Więc jeszcze raz - nie mam nic do tych co "sponsorów mają" (jakkolwiek to brzmi), co reklamy umieszczają, co rozdania robią - to chyba jasne jak słońce. Nie uważam, tych którzy zaczynają przygodę z blogowaniem i godzą się na "wątpliwej jakości propozycje", za gorszy gatunek bo każdy jakoś zaczyna. Każdego kręci coś innego.
Kolejne tłumaczenia o blogrollu, bo ktoś zrezygnował, bo mu się nie podobał, bo coś tam, coś tam ... Czy każdy musi mieć blogrolla? - no nie, czy ja napisałam, że nie mając go jesteś zły, no nie. Blogroll to tylko przykład (ogólny przykład - nikogo konkretnego na myśli nie miałam:P ) tego jaka niechęć panuje pomiędzy blogerami, przykład cichej wojny, o której nikt nie mówi, a która jest realna i namacalna. Z zewnątrz jej nie widać, jest słodko, pastelowo, łagodnie i na paluszkach. Jak wsiąkasz w to środowisko widzisz więcej im bardziej się wgryzasz tym bardziej uzmysławiasz sobie jak mylnie wszystko to wygląda.
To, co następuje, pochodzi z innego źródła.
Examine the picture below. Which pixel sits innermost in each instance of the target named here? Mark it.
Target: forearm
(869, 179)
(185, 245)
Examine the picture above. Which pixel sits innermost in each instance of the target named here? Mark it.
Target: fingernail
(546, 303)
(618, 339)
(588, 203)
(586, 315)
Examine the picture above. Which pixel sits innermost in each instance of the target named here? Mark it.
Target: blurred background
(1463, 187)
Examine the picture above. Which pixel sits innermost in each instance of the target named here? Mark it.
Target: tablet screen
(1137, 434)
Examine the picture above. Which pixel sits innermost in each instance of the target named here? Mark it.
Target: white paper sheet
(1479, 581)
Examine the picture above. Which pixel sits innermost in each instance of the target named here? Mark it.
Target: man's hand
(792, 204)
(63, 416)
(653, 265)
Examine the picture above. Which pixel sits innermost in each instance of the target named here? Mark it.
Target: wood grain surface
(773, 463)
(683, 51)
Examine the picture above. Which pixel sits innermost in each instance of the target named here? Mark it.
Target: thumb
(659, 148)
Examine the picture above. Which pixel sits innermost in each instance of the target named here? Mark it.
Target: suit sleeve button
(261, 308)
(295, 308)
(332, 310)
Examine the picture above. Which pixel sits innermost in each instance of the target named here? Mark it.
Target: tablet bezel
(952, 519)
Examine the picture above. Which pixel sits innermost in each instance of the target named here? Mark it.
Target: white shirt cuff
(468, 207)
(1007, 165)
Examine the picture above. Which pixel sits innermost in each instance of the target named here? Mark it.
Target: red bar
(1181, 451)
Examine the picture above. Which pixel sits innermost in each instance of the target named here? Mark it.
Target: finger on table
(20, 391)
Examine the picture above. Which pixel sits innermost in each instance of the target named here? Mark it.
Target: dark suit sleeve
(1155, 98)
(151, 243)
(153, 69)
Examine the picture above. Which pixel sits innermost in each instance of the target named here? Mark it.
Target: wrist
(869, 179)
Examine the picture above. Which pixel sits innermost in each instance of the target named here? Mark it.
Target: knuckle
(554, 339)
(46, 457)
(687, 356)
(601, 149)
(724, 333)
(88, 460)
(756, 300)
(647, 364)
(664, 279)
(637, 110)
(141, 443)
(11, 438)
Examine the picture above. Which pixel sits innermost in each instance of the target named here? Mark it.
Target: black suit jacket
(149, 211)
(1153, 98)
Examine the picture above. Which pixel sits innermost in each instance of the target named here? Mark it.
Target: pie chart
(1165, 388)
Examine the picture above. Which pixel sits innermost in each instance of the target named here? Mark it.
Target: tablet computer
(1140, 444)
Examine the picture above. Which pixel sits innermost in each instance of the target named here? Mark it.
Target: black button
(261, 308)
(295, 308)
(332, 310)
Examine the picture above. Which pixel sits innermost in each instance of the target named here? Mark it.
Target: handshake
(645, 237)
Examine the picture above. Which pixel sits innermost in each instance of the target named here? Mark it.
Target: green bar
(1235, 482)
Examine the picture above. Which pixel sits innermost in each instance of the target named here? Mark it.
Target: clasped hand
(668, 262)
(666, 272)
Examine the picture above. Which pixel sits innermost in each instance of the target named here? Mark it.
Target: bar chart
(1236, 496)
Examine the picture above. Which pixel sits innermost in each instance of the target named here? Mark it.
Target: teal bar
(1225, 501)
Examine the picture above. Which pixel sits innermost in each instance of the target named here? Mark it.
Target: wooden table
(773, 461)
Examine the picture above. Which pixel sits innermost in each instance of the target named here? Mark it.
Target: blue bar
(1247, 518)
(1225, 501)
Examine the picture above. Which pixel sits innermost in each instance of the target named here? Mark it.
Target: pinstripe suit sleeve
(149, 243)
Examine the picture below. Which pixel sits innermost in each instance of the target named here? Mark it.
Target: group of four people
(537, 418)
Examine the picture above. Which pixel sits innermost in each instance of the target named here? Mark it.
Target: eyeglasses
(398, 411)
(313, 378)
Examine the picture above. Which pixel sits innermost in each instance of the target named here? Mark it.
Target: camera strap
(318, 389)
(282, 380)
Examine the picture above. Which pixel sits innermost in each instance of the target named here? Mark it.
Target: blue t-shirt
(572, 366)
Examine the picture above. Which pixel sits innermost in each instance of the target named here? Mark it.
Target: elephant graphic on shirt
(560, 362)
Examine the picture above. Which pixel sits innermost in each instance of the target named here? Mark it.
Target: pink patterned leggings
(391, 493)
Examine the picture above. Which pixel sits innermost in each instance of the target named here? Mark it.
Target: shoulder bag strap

I jak wiele osób odwiedzających danego bloga nie przyzna się do tego tylko na piszącym psy wiesza bo to konkurencja, bo wróg bo ma inny pogląd. (tu akurat mam wiele przykładów :P , ale pisać o nich nie będę)
W komentarzach i na wcześnie wspomnianym blogu oczywiście poleciały słowa, że piszą o dupie Marynie no jeżeli tak uważacie to ja nie mam na to argumentu. Jeżeli uważacie, że wasz czas, wasza rodzina, wasza pasja i chęci to dupa Maryni to co ja wam mogę napisać? No co? No chyba tylko WIĘCEJ WIARY W SIEBIE!
Ufffff..... chyba wszystko w tym temacie z mojej strony. Raczej * więcej o tym pisać nie będę, bo i po co?
*raczej - no bo nigdy nic nie wiadomo "nigdy nie mów nigdy".